Sob esse viés, pode-se apontar como um fator determinante a falta de informação. Durkheim afirma que “o indivíduo só poderá agir na medida em que conhecer o contexto em que está inserido”. Porém, muitas pessoas ainda desconhecem a realidade da falta de empatia nas relações sociais, visto que, segundo a ONG Words Heal the World, no ano de 2018, 70% dos crismes de ódio registrado pela polícia brasileira foram motivados por preconceito racial, e é evidente que poucos indivíduos concernem com a transgressão alarmante. Assim, é preciso trabalhar para combater a falta de empatia e conhecimento sobre o problema para poder superá-lo.
Além disso, é pertinente apontar que o silenciamento ainda é um grade impasse na resolução da problemática. Segundo Martin Luter King, “o que me preocupa não é o grito dos maus. É o silêncio dos bons”. De fato, a um silenciamento instaurado na questão da falta de empatia nas relações sociais, uma vez que, mulheres são vítimas de agressão física todos os dias no Brasil, e é preciso responsabilizar a população, que se cala diante do dos fatos.
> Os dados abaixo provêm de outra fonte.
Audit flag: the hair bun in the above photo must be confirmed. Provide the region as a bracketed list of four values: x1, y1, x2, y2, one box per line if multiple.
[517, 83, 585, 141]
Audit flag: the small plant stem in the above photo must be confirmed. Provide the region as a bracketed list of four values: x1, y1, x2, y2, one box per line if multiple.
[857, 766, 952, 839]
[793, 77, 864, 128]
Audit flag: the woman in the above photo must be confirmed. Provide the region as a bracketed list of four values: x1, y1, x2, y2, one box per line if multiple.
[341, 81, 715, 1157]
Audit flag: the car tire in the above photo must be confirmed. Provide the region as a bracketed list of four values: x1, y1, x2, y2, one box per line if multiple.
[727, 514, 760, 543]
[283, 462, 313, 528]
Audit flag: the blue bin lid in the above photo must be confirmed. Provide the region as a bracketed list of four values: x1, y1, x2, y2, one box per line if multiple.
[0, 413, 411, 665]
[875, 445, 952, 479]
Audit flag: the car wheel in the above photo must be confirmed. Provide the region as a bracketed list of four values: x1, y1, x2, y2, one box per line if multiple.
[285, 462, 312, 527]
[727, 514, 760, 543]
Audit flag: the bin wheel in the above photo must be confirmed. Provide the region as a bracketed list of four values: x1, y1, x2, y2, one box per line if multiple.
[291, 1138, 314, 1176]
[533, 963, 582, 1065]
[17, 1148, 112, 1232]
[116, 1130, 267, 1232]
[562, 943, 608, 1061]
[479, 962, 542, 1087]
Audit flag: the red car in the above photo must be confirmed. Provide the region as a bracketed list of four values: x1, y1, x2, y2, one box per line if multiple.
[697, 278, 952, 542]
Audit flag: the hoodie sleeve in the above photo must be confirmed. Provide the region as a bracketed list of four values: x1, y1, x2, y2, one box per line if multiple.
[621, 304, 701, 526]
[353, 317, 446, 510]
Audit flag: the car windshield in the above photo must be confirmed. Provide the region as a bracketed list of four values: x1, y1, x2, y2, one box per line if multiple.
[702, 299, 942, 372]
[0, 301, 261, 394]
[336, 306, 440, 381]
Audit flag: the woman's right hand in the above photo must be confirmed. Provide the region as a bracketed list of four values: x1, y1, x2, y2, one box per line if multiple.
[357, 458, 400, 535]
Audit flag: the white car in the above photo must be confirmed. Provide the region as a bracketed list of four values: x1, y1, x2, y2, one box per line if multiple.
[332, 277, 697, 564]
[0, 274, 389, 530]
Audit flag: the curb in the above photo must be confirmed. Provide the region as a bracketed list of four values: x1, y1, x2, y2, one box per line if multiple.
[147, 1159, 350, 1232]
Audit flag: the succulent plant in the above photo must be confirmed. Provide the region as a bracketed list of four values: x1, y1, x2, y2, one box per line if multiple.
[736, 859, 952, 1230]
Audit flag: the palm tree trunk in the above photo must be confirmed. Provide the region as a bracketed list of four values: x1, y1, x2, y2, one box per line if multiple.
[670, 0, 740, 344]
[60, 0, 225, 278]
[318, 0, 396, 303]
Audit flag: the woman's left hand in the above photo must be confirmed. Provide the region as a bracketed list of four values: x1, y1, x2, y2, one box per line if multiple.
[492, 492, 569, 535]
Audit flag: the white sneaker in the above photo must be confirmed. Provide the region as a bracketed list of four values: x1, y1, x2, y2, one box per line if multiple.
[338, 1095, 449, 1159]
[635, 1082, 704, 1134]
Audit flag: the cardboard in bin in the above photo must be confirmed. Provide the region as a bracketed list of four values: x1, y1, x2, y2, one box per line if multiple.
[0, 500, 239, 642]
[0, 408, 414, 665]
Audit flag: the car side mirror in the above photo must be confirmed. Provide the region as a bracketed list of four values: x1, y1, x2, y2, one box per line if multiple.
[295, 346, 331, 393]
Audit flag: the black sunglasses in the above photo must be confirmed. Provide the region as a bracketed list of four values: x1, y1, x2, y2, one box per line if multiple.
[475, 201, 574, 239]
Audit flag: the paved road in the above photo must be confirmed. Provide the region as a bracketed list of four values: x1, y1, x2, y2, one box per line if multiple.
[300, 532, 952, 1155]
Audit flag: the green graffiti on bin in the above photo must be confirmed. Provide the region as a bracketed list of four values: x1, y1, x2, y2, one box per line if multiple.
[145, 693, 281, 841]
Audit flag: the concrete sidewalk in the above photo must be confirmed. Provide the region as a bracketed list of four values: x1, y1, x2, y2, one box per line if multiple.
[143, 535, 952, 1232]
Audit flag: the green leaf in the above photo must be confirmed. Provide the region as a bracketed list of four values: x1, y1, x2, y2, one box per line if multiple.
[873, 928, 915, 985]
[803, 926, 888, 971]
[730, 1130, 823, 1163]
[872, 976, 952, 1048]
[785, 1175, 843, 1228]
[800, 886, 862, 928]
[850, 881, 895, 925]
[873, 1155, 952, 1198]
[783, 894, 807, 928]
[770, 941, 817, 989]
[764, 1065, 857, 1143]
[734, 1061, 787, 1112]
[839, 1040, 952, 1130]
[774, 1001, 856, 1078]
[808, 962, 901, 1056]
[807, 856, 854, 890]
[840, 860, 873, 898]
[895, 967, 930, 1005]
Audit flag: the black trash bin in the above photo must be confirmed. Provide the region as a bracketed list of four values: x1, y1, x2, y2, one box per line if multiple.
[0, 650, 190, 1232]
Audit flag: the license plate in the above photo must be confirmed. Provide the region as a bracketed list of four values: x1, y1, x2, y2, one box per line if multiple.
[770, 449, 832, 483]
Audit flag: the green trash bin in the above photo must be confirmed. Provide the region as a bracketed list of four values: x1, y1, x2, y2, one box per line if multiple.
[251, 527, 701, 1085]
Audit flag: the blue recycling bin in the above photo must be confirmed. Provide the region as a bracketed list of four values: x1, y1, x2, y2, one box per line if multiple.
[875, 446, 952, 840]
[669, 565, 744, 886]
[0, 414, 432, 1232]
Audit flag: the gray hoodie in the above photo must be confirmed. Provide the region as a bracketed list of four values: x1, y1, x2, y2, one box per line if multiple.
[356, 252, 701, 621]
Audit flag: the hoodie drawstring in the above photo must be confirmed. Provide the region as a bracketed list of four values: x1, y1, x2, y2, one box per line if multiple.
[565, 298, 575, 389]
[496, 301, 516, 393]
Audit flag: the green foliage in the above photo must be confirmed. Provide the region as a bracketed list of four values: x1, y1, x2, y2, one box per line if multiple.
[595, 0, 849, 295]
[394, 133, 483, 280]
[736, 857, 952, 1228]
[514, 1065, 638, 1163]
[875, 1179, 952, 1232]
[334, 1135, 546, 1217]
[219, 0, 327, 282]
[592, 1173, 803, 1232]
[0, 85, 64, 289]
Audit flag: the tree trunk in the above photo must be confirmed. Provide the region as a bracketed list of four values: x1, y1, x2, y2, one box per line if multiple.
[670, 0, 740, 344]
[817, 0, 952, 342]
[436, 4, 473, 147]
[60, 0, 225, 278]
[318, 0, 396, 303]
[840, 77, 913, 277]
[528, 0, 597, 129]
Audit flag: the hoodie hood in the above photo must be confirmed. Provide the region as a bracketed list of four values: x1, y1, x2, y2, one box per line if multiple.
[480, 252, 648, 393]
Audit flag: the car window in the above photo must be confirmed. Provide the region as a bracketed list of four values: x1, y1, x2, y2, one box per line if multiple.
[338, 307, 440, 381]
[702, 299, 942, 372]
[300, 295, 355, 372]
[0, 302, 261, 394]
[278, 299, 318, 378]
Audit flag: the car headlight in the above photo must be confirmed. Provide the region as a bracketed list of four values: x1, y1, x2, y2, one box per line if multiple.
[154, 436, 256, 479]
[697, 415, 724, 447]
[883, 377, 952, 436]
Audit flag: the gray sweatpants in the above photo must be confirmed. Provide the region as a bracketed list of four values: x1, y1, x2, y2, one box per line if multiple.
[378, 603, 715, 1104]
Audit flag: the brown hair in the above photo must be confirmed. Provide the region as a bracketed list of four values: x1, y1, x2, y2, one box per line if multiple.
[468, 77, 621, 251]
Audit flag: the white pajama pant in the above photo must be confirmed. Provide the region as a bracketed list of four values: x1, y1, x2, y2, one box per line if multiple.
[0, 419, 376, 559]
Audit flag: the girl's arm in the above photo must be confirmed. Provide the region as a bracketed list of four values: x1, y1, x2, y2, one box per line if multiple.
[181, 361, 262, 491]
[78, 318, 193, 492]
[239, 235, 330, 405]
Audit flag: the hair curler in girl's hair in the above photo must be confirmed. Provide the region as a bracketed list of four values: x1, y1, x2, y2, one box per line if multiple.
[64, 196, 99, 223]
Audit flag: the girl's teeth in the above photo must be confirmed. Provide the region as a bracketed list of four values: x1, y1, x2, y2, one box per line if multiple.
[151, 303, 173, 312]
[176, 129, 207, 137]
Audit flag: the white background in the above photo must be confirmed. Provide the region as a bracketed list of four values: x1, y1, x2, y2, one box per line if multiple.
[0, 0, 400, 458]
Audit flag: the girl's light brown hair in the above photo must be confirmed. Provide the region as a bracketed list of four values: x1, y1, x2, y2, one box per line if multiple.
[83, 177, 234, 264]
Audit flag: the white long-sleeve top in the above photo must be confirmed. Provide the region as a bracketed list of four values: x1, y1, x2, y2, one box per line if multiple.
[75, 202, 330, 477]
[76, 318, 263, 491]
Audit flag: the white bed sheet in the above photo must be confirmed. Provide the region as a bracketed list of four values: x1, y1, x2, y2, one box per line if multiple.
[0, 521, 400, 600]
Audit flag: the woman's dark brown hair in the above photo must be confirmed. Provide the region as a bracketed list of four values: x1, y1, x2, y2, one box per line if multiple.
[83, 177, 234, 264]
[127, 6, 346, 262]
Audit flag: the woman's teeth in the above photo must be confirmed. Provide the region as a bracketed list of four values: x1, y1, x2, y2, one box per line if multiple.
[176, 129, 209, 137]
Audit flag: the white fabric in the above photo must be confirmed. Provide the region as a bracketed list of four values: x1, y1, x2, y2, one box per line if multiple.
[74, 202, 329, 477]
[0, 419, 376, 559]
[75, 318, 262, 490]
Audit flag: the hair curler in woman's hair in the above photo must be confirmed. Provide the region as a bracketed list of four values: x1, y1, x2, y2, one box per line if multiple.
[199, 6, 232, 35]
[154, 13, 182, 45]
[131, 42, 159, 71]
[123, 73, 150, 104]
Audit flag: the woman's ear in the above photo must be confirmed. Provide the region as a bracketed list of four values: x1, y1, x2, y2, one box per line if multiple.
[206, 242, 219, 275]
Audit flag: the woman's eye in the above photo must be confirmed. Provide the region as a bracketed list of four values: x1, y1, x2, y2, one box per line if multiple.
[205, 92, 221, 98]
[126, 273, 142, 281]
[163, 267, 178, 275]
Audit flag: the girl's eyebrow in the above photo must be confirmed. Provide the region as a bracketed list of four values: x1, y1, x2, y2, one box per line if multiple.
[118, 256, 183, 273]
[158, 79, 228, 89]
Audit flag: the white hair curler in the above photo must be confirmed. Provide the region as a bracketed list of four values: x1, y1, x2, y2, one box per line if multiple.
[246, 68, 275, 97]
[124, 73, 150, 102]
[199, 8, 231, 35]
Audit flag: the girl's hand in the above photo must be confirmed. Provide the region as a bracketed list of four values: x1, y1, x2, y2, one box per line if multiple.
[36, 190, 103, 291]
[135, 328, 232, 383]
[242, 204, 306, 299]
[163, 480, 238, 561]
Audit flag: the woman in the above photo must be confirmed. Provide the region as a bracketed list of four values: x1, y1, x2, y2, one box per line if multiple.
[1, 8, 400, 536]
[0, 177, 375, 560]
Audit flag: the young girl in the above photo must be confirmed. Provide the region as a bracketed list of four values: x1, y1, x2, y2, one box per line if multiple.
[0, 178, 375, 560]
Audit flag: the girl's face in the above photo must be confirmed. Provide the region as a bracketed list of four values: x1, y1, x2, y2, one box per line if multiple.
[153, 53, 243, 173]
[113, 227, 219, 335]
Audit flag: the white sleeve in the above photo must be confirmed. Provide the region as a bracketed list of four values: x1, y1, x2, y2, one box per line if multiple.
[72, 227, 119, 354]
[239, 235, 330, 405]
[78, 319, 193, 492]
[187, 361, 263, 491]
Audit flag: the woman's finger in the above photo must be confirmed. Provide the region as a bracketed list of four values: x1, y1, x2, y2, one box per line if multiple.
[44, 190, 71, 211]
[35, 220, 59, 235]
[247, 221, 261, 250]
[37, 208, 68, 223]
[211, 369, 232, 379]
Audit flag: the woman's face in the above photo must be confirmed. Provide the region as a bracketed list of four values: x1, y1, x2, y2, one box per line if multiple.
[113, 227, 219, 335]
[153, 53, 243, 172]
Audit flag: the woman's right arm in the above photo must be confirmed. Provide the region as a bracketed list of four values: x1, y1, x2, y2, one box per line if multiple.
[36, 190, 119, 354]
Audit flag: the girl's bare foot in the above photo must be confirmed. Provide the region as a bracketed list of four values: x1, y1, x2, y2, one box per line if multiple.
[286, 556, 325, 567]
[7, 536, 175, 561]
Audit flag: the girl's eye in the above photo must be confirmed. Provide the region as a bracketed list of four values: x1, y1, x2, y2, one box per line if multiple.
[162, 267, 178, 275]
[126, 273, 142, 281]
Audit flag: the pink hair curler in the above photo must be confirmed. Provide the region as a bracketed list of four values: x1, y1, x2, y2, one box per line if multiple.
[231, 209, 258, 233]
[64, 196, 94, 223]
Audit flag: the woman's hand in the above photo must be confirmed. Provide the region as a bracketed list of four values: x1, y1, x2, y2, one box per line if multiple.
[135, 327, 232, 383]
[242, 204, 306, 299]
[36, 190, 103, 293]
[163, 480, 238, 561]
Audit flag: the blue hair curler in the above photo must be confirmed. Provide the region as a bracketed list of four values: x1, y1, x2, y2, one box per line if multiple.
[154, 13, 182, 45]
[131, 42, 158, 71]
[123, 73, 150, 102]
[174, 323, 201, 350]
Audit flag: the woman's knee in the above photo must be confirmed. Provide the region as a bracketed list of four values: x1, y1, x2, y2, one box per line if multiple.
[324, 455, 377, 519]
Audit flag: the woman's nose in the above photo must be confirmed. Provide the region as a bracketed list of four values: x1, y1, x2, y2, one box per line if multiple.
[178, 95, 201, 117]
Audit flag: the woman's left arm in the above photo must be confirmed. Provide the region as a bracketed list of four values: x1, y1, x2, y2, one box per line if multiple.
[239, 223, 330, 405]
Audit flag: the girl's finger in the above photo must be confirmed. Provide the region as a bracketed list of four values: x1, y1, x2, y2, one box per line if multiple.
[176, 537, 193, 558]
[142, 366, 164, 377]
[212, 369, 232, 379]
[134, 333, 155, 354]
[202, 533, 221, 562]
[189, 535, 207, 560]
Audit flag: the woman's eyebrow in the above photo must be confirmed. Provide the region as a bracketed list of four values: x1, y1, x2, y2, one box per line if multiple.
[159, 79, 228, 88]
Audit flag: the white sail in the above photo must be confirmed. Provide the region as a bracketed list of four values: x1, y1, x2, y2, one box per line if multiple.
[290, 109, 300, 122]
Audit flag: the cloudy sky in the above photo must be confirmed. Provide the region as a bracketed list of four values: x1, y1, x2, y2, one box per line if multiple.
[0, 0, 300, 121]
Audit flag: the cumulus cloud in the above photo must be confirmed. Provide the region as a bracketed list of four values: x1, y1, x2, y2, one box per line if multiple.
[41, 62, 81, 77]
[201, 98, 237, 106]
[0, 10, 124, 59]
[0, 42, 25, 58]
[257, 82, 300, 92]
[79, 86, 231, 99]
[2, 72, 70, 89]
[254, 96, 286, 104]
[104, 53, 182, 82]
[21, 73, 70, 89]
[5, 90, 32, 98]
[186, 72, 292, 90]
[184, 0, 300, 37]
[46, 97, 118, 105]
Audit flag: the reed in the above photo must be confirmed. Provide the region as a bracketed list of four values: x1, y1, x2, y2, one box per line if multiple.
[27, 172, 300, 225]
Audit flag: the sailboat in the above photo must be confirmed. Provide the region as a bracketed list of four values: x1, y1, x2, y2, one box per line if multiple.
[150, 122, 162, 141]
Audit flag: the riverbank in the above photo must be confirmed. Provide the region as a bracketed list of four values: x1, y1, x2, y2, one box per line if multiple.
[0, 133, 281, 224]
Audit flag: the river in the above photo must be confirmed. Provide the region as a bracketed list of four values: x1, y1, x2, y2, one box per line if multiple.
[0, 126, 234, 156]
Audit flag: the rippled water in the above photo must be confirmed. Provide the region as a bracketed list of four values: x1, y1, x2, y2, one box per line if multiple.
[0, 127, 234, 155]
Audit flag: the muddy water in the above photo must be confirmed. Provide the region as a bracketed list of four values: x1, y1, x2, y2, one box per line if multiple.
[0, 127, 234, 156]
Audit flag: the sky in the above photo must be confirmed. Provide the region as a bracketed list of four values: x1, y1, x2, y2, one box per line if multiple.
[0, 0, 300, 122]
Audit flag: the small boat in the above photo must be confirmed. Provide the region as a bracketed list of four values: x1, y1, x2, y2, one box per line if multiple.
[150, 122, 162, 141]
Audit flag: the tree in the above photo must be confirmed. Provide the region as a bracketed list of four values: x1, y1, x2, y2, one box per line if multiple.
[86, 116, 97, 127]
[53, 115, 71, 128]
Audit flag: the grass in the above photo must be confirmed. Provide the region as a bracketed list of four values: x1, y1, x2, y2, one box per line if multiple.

Diante disso, urge reverter essa apatia social em que a sociedade se encontra.
Portanto, nota-se um problema que carece de intervenção. Para isso, o Instagram deve criar uma campanha que trate da falta de empatia nas relações sociais no Brasil, por meio de tutoriais com orientações precisas, a fim de reverter o silenciamento que impera. Tal ação pode, ainda, ser divulgada com uma “hashtag” para atinge mais pessoas. Paralelamente, é preciso intervir sobre a falta de informação presente no problema. Dessa forma, será possível tornar os preceitos da Declaração Universal dos Direitos Humanos uma realidade mais próxima.